The meeting, Sept. 11-14, quickly became a pitch battle over farm subsidies and market access between developed and developing countries.
Developing country leaders and agricultural shippers sharply criticized the United States, European Union and Japan for not going far enough to eliminate farm export subsidies and tariffs placed on imported agricultural commodities.
Farm and industry interests from the developed countries countered this position by stating developing countries didn’t want to open their markets to trade.

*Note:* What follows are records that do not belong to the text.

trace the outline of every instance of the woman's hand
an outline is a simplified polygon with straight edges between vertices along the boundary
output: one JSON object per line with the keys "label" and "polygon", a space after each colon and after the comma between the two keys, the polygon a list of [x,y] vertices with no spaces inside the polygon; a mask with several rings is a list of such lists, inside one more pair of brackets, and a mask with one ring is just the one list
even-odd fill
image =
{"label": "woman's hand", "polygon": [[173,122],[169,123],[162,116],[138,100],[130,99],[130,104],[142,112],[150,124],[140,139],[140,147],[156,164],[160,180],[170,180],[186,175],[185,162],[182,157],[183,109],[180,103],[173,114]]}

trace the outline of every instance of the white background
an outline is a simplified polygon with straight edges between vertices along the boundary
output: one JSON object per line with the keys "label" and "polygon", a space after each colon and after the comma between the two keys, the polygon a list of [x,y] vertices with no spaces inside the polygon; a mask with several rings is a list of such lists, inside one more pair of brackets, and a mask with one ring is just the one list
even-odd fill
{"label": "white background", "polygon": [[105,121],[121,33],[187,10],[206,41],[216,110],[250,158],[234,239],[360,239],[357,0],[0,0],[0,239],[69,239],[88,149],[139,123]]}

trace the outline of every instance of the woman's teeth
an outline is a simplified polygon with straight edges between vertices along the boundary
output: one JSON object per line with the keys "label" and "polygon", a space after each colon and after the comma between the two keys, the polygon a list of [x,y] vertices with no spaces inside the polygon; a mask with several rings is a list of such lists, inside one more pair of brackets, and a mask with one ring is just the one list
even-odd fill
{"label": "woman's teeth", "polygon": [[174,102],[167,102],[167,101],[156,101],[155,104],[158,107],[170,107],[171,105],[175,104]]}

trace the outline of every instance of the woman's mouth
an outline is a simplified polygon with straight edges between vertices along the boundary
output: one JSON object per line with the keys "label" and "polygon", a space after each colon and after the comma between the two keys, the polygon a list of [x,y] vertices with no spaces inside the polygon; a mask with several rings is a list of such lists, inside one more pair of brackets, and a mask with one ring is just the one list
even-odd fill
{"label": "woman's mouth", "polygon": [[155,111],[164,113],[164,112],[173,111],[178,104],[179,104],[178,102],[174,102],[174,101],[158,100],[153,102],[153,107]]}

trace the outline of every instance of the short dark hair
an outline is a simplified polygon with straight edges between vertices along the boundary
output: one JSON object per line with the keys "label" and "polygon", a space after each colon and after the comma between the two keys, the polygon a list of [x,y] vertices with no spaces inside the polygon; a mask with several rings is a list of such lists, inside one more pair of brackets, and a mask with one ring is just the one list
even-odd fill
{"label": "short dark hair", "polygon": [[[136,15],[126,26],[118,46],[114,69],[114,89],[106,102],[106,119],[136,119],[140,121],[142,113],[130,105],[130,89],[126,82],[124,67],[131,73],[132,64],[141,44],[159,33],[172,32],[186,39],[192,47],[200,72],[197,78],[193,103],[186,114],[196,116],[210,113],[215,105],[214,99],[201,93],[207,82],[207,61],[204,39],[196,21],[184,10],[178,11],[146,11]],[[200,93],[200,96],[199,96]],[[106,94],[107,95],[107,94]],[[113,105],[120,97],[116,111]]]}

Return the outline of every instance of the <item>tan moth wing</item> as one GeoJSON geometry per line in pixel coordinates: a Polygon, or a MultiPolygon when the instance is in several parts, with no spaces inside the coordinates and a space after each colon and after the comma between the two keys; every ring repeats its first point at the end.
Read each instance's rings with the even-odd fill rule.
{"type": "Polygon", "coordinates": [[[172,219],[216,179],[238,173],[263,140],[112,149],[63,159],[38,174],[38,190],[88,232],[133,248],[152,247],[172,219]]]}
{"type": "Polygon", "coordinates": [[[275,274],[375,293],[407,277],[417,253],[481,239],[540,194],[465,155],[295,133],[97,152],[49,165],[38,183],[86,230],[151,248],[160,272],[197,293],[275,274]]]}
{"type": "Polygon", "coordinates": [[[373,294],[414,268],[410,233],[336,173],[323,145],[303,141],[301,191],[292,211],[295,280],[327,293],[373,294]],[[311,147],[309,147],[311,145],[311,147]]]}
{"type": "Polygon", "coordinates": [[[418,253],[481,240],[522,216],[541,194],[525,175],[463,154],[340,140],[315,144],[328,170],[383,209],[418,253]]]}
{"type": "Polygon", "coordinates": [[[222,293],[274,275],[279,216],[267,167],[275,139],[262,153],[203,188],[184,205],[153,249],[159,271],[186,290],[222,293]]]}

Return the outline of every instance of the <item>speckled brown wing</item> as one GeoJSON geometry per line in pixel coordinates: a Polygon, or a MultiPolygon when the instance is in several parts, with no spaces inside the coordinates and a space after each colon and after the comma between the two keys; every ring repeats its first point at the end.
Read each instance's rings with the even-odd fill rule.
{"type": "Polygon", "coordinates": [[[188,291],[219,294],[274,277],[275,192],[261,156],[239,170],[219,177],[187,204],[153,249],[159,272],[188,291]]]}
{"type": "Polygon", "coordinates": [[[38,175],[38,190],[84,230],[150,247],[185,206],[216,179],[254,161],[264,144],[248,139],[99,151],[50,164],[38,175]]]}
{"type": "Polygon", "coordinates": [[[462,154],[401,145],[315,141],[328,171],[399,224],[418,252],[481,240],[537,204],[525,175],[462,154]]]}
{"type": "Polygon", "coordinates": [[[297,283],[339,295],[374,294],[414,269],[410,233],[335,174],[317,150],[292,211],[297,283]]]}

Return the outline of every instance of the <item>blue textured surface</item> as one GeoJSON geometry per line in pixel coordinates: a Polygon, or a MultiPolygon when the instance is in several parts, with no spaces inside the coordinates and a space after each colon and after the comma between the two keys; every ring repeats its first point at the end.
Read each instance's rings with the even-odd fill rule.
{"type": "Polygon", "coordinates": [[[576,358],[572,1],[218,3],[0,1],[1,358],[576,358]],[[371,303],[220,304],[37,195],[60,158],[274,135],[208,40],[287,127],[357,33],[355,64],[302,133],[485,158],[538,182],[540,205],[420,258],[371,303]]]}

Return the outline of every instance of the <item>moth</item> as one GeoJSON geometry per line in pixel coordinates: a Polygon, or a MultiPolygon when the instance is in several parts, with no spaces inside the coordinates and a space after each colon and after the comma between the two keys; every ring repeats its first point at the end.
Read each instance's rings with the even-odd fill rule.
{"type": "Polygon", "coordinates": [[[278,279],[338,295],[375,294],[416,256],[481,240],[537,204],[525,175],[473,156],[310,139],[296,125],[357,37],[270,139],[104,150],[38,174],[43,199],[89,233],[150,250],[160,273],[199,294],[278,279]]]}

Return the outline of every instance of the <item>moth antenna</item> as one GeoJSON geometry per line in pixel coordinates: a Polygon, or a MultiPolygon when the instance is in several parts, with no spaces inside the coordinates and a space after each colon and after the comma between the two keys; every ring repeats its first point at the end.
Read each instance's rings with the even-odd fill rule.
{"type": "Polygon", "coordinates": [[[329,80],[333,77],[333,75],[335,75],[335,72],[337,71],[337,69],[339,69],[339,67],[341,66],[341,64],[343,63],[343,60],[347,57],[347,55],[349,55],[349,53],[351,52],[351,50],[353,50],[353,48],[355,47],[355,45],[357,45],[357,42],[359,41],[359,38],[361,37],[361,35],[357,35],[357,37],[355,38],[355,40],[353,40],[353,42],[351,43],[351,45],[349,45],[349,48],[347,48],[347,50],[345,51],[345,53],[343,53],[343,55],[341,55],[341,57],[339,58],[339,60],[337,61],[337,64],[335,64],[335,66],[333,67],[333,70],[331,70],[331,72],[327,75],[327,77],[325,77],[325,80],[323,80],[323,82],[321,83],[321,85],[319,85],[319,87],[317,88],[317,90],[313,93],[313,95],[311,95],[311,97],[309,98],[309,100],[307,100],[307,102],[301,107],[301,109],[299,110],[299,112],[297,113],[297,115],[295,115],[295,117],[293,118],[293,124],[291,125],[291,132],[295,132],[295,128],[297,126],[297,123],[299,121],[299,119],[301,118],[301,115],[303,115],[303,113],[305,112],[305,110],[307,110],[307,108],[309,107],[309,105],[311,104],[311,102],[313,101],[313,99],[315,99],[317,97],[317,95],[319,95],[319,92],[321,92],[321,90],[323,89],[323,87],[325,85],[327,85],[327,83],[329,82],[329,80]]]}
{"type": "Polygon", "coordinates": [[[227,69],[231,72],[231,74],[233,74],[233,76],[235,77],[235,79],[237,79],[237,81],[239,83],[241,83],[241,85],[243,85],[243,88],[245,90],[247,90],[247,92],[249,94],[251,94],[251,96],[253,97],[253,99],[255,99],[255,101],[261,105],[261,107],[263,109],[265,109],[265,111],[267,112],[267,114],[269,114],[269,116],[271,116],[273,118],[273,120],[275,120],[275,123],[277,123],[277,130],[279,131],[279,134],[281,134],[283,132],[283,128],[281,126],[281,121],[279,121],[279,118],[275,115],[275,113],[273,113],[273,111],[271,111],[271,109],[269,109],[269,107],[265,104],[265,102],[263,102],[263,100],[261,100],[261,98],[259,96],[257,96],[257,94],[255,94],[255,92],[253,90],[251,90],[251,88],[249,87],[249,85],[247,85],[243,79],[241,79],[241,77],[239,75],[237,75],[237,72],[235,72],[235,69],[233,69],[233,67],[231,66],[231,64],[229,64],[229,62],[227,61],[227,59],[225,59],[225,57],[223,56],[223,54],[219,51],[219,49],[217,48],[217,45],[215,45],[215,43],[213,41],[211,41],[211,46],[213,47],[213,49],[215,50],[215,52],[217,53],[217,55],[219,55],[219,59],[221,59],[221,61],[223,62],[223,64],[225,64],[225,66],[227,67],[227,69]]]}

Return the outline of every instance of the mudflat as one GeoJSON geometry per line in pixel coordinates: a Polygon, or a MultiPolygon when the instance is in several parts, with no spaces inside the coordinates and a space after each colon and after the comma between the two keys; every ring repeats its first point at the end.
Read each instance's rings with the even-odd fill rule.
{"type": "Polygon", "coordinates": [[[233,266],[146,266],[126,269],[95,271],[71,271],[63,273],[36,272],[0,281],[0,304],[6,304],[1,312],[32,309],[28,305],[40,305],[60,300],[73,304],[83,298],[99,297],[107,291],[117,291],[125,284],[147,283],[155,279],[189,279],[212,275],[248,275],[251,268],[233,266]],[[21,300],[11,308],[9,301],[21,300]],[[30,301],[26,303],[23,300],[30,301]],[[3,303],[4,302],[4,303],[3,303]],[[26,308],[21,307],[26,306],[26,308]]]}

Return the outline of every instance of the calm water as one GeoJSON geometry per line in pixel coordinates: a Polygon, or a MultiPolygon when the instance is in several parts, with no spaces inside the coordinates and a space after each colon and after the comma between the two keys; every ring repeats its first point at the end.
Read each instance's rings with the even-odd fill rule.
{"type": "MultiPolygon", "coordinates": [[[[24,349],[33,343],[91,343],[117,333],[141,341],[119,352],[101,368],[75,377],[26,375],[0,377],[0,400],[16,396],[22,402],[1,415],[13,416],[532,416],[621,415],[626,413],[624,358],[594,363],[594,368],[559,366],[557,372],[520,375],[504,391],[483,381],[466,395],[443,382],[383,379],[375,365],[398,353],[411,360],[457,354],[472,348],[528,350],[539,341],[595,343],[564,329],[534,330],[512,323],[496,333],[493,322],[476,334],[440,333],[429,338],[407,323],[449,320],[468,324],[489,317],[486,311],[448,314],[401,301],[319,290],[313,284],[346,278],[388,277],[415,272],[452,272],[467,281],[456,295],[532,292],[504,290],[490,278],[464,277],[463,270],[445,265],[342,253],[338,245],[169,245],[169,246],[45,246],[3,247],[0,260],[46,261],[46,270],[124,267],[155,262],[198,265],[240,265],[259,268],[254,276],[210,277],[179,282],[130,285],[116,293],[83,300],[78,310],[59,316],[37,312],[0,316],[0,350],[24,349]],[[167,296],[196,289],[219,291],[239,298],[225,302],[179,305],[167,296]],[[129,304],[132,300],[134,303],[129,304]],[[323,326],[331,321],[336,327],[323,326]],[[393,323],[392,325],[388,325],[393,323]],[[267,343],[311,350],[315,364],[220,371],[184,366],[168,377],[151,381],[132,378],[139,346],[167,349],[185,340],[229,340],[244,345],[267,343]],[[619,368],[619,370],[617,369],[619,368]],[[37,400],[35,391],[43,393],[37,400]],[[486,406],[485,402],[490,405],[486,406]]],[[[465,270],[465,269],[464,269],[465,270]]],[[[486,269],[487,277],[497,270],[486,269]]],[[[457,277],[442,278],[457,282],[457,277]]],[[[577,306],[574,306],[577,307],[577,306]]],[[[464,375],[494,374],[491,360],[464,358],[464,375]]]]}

“What we are seeing at the negotiations is a group of developing countries, led by Brazil, making one-sided demands of developed countries, but refusing to put their own policies on the table,” said Ron Heck, president of the American Soybean Association. “If Brazil and these other countries continue to be uncompromising about opening their own markets and disciplining their subsidies, the WTO negotiations will go over the cliff and Brazil will be responsible for pushing them over.”
“Negotiations of this kind require compromise on all sides,” said Maria Livanos Cattaui, secretary general for the International Chamber of Commerce. “It became obvious that some governments were not here to negotiate, but rather to grandstand or simply reiterate untenable positions.”
U.S. Trade Representative Robert Zoellick warned that the WTO negotiations, started at Doha, Qatar, in 2001, may not be completed by the end of 2004. The Bush administration said it would continue to pursue bilateral free trade agreements with other countries.
Shipper groups said they hope the WTO global free-trade initiatives continue. “This is obviously a setback, but it is not the end,” Cattaui said.